Convolutional Neural Networks


Convolutional Neural Networks are widely used for image classification. With some filters we can simplify an colored image with its most important parts. The main feature of a Convolutional Network is the convolution operation where each filters goes over the entire input image and creates another image.

Also you can watch the video where I explain how they work in a simple way. The Convolutional Neural Network tutorials also will explain the code to create it and represent it in a 3D visualization.

A ConvNet or Convolutional Neural Network (CNN) is a complex model of artificial intelligence that outputs some prediction of certain inputs. It includes a Feed-Forward Neural Network layer but also some special layers we will analyze soon.

They are used for important companies such as Google, Nvidia for image classification, autonomous cars, speech recognition, face detection and camera. The convolution operation is an operator that can easily create different image effects with some filters that change the aspect of the image. In Artificial Intelligence is often used for edge detection.

Convolutional Neural Network

Convolutional Neural Networks are mainly used to analyze RGB images. These images will perform as the input data of the neural network. RGB images often require more performance to be analyzed. There are many more weights to process than in the traditional multilayer Feed-Forward Neural Network. It will have a higher computational cost. With ConvNets, we can simplify the image and get the most important parts of it to decrease the input data that will be processed afterwards.

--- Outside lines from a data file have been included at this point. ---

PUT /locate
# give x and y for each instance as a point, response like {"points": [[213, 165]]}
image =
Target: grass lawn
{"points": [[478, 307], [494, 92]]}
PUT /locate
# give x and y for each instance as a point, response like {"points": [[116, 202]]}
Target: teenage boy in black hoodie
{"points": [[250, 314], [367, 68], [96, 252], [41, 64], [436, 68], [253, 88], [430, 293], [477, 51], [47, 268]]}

This networks will have different layer depending on their functionalities and features:

  • Convolutional Layer
  • Activation Layer
  • Pooling Layer
  • Fully connected Layer
  • Output Layer

Some of this layers will be repeated in a ConvNet architecture more than one time.

Le-Net Architecture

In the image we have the most typical layers of the Convolutional Neural Network. The input data is an image RGB and will proccess it with the different layers.

The activation layer, fully connected layer and output layer are very similar to the Feed-Forward Neural Network. However they have also some differences.

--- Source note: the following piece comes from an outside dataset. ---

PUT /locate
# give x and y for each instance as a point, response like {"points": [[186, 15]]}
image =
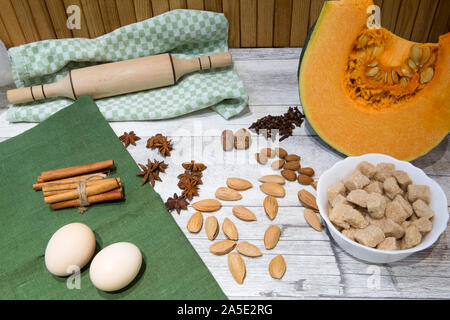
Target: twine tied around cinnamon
{"points": [[82, 195]]}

To undestand deeply how these neural networks work, we will need to define some terms:

Each image that is created with the convolution operation, pooling or activation function and the input image will be a feature image. This images will have some size. They will have a normal width (W)and height (H) but also depth or number of channels (C) of the image.

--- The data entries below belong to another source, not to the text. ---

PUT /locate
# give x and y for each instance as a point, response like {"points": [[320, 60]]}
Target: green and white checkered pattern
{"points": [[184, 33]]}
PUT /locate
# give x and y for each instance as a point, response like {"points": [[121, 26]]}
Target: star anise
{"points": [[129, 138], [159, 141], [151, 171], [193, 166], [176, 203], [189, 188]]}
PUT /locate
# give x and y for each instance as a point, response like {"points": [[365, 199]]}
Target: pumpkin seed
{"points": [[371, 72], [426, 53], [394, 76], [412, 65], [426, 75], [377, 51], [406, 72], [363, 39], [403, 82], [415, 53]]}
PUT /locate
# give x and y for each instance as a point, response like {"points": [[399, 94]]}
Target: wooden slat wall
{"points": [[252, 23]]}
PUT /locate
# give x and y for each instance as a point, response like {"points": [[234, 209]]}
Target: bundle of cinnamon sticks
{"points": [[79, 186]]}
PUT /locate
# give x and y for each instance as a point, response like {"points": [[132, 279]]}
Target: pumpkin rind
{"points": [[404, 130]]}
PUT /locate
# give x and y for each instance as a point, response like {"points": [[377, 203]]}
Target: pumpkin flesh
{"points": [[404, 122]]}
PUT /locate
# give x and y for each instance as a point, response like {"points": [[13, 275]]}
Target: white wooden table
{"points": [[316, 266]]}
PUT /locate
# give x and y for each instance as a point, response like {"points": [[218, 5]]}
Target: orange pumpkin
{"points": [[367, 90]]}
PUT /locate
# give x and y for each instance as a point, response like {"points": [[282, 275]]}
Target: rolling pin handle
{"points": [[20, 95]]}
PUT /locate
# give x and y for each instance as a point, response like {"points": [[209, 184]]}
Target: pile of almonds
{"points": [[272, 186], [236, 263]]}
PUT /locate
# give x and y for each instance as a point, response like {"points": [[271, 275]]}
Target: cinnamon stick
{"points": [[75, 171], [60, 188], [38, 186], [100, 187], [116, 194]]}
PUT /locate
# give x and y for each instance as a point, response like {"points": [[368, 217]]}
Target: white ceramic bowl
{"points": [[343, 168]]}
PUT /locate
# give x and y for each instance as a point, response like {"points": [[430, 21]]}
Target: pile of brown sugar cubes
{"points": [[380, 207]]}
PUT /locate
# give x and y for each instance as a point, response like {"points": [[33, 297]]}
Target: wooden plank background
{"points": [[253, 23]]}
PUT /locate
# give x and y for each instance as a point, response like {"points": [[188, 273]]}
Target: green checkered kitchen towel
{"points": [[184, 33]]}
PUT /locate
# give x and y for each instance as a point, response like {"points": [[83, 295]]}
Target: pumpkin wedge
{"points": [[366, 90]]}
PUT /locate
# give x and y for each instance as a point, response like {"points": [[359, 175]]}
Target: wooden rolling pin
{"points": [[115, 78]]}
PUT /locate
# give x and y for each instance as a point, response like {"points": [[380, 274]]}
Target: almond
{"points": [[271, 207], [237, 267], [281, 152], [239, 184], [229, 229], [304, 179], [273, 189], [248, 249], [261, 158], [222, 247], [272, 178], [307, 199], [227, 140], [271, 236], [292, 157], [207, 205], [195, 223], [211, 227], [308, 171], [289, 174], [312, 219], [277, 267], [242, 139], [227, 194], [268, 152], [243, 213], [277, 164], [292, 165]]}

In the input RGB image will have 3 channels: red, green and blue. This size will be represented with the next notation D@WxH

We will start with those of the Convolutional Neural Network.


This is the most important layer. It’s defined as an special operation that we will apply to a channel with a filter. This filter (F) will have weights and a bias that will be the parameters with which the neural network will learn.

These filters or also named kernels that will be used to create the output image of the layer. They will have to be the same depth as the input image. However the size k x k of the kernels will need to be less than the size of the feature image.

We can apply as many filters as we want. In the next example there are 6 filters. The output image will have the depth of the amount of filters we have, in this case 6.

Convolutional operation is similar to the cross-correlation but the kernel will be “flipped”. The input image will be denoted with I and the output image C.

So the convolutional operation will be will be the equivalent in to the feed-forward function of a multilayer neural network:

$$C(x,y)=I * F=\sum_{m=0}^{k-1}{\sum
_{n=0}^{k-1} {\sum_{C}{K_{m,n,c}\cdot I_{i+m,j+n,c}+b}}} $$

The filter values will be firstly initialized with a normal distribution or complete random in the range [-1,1]. Then the weights and bias of the filter will be modified in the training.

If we want to represent the convolutional layer in a 3D operation:

In the convolution operation, the input image will be the first blue square. We will get a little square that will be the same size of the filter (purple square) in width, height and depth and we will get a unique value (gray square). We will do this repeatedly to cover the entire input image.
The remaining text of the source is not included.